I’m using Javascript for this contest. It appears that something triggers code execution to stop for milliseconds at a time (I’ve seen anywhere from 3 ms to 16ms). This typically happens whenever a new variable is being assigned. E.G:

_subRecords.push((performance.now() - _thisStart).toFixed(2)); // 0.00 ms elapsed
var _FSCvisited = new Int8Array( connectivity.length ); // connectivity.length = 49
_subRecords.push((performance.now() - _thisStart).toFixed(2) + " ("+connectivity.length+")"); //8.33 ms elapsed;

Simple functions will randomly take many orders of magnitude more time than usual due to this issue. This frequently results in a complex function that regularly takes 0.8ms to execute taking instead 30ms and causing a timeout.

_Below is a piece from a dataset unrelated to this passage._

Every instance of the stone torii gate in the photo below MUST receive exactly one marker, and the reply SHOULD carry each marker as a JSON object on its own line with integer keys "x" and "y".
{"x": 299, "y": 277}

Not even telling my code not to start any additional AI code after 25ms of turn-time is enough to prevent timeouts.

I doubt anything can be done about it, but I thought I’d share these details I learned for anyone else who is using javascript. I’m not sure if it’s because the cpu/ram is overworked or if it’s simply how javascript always executes… but it sure is maddening.

P.S. I’ve lowered my threshold to 20ms (e.g. I only try to use 20ms of my 50ms turn) and it seems like I get less timeouts, but they definitely still happen:

Santa Claus (silver boss) got timeout

And seems (i’m not sure) his moves is not determined - when I use “Replay same conditions” button, I have got different results (my bot is not using any random stuff)

The most probable is that the garbage collector is triggered.